King hopes to use draft-night snub to burn NBA, reward Pistons
David Sherman (NBAE/Getty)
LAS VEGAS – Louis King’s first draft workout came with the Pistons on May 20. He could envision himself being their pick at No. 15.
“I’m expected to be drafted 10 to 20 right now,” he said that day.
That seemed mildly optimistic, though it wouldn’t have been an upset if King had been taken in the 20s. At the time of that May visit, exactly one month before the June 20 draft, King was most often pegged to go somewhere in the 30s by credible mock drafts. The Pistons had the 45th pick in the second round. If they could get King there, that would have seemed like great value.
Fast forward to draft night. King, to the shock of the Pistons, went undrafted. Thanks in part to the relationship Pistons front-office boss Ed Stefanski holds with Sean Kennedy, King’s agent, in part because of the impression the Pistons made on King on his visit and in part because the Pistons had a strong sales pitch – a need for wings with King’s size and skill set – the recruiting process when King went undrafted was swift and conclusive.
Sifting through a handful of offers, King quickly agreed to a two-way contract that gives the Pistons exclusive rights to see what they have in the 6-foot-8 King, who just a year ago was coming off his senior year of high school capped by an appearance in the McDonald’s All-American game as a five-star recruit.
“A lot of other teams (called), but I felt like the Pistons, they had a strong relationship with me and believed in what I could do,” King said after day three of Summer League practices. “Mr. Ed, he’s a great guy and he’s giving me this great opportunity, so I’m going to make the best of it.”
The reasons King was viewed as a potential first-round pick are easy enough to spot. Physically, he recalls a young Khris Middleton: King measured 6-foot-8 and 195 pounds with a 7-foot-0¼ wingspan at the NBA draft combine; Middleton checked in at 6-foot-8¼ and 215 pounds (after three years in a college weight program to King’s one year) with a 6-foot-10¾ wingspan.
King was a freshman standout at Oregon, averaging 13.5 points and 5.5 rebounds while shooting .476 overall and .386 from the 3-point arc on a healthy five triple attempts a game. He closed the season on an upswing, finishing the season with six straight games of 15 or more points in the Pac-12 and NCAA tournaments, helping Oregon unexpectedly get to the Sweet 16.
“We valued Louis,” Pistons director of player personnel Gregg Polinsky said. “The scouts, the organization did a great job of digging in, getting information. Every kid’s different. He’s a kid that we think it was worth going in and having be part of our program. It’s hard to find wings with size that have a skill level. Louis knows that there’s a lot of work ahead. He came back from some injuries. So why nobody picked him? I can’t answer for the league, but we’re really happy to have him.”

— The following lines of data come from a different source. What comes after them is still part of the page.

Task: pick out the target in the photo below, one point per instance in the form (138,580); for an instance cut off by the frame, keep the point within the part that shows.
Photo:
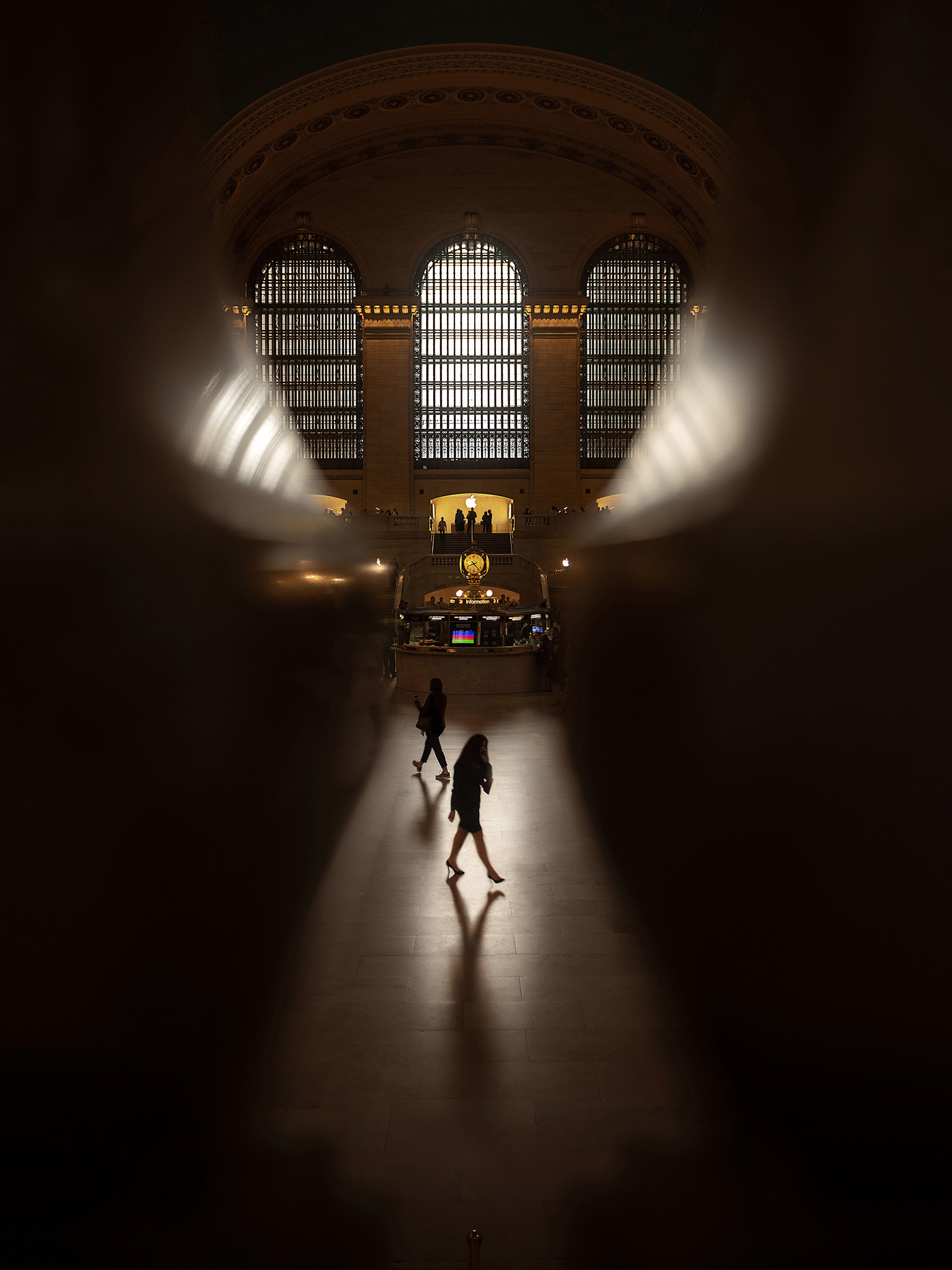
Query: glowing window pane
(307,346)
(471,402)
(632,343)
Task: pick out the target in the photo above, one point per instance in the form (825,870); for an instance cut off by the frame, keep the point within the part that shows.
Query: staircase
(493,544)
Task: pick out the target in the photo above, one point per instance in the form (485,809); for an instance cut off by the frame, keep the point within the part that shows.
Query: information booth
(472,651)
(475,641)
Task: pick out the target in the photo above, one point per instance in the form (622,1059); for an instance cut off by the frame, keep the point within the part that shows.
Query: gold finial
(474,1238)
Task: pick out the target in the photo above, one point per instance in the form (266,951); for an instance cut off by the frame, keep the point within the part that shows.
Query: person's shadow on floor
(428,819)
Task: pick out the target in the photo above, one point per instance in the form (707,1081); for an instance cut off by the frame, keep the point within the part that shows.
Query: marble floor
(475,1054)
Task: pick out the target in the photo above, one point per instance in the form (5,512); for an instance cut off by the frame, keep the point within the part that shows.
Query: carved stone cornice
(555,316)
(386,316)
(549,103)
(516,78)
(240,221)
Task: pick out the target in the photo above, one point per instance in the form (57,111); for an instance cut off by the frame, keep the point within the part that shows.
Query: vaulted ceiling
(578,145)
(260,45)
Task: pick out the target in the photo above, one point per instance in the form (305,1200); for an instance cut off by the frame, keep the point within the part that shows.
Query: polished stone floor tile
(474,1054)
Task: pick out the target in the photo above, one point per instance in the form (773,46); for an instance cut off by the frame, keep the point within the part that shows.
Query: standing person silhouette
(471,774)
(434,709)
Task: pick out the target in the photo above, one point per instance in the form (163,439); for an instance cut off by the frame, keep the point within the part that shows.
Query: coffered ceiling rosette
(438,97)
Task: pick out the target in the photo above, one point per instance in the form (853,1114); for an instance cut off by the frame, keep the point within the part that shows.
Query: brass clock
(474,564)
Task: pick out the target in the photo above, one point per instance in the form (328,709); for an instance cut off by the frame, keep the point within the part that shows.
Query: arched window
(307,345)
(631,346)
(471,356)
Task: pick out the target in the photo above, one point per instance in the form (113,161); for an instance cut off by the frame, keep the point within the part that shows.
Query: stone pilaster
(553,380)
(387,401)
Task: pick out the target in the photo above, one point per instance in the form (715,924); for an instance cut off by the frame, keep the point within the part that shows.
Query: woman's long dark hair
(470,756)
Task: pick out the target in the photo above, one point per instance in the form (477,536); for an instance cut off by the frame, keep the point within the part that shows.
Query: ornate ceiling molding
(478,95)
(522,74)
(298,172)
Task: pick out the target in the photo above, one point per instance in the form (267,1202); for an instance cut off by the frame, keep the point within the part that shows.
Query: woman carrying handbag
(432,721)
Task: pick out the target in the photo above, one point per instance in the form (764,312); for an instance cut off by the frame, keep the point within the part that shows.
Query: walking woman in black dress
(471,774)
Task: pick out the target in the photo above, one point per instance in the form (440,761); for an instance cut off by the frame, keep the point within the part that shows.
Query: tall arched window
(307,345)
(632,343)
(471,393)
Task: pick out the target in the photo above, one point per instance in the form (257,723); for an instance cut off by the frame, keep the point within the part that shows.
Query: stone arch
(674,161)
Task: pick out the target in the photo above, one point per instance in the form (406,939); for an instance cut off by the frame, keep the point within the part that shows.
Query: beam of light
(242,438)
(690,468)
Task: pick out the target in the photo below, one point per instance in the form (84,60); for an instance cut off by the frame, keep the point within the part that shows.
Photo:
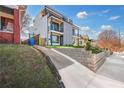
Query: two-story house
(10,20)
(55,28)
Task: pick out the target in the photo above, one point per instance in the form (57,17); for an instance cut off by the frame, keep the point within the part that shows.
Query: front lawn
(22,66)
(66,46)
(95,50)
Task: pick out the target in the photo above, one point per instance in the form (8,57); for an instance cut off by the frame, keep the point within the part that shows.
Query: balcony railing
(7,28)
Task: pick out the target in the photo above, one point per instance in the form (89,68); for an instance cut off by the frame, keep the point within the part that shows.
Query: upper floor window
(6,24)
(6,10)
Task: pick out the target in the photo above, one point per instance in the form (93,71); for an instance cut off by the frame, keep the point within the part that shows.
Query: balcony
(55,27)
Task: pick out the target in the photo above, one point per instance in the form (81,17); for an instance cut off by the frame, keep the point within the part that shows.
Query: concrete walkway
(76,75)
(113,67)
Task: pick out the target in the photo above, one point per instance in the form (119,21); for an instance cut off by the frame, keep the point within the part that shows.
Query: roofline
(11,6)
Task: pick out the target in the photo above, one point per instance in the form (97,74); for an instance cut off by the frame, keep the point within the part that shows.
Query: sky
(91,18)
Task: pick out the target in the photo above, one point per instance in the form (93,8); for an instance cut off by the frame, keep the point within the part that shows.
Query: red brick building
(10,18)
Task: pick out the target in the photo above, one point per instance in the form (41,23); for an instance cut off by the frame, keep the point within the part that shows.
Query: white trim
(5,31)
(57,32)
(12,6)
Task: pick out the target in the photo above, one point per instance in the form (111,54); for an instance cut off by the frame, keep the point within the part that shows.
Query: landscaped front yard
(64,46)
(22,66)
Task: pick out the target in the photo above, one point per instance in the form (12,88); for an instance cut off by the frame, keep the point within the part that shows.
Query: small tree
(87,42)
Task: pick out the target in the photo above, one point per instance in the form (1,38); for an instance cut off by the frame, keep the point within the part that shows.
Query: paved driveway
(76,75)
(113,67)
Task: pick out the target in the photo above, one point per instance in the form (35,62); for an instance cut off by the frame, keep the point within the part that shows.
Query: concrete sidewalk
(75,75)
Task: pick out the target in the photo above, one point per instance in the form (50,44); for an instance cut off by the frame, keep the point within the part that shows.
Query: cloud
(82,15)
(106,27)
(114,18)
(100,12)
(105,11)
(85,29)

King spent draft night with his family, expecting a phone call before the night moved into the witching hours – and a celebration.
“Had a little family dinner and we watched the draft on TV in a restaurant,” he said. “My family and me, we were upset. But that’s just fuel to the fire. I’m extremely excited for the opportunity the Pistons gave me. It’s a blessing in disguise. Motivation, just getting me in the gym every day, getting up shots, getting better and making people see why they messed up.”
King has heard the most plausible explanation for his slide out of the draft.
“I did great in the workouts,” he said. “It’s just maybe some immaturity, they were saying. Probably the intel that was coming back. Probably they didn’t want to take a risk on me, but that’s cool. Just making me a better person. Time to wake up.”
The Pistons went into the draft determined to stay disciplined to a best-player-available philosophy, but came out of it with three players – first-round pick Sekou Doumbouya, second-rounder Deividas Sirvydis and King – who give them the length on the wing that became a glaring weakness in the playoffs when, among others, Middleton vexed them by shooting without challenge over smaller defenders.
Whether any of them will be in position to help in the near term remains uncertain, Summer League the first of many tests to determine the answer. King, who turned 20 in April, is encouraged by his showing in practices and hopes to get a foothold on his future before leaving Las Vegas.
“That I can showcase my ability and that the Pistons love my stock and that I can make a spot on the team,” King said of his intent. On a two-way contract, King can spend up to 45 days during the G League season with the Pistons in 2019-20, though they can convert him to a standard contract at any time.
Down the road, he hopes he can approach the level of the players he studies for the similarities he sees in their game.
“I watch a lot of clips of Paul George and Kevin Durant and all those guys, watching how they play defense and score the ball at will,” he said. “It’s just incredible.”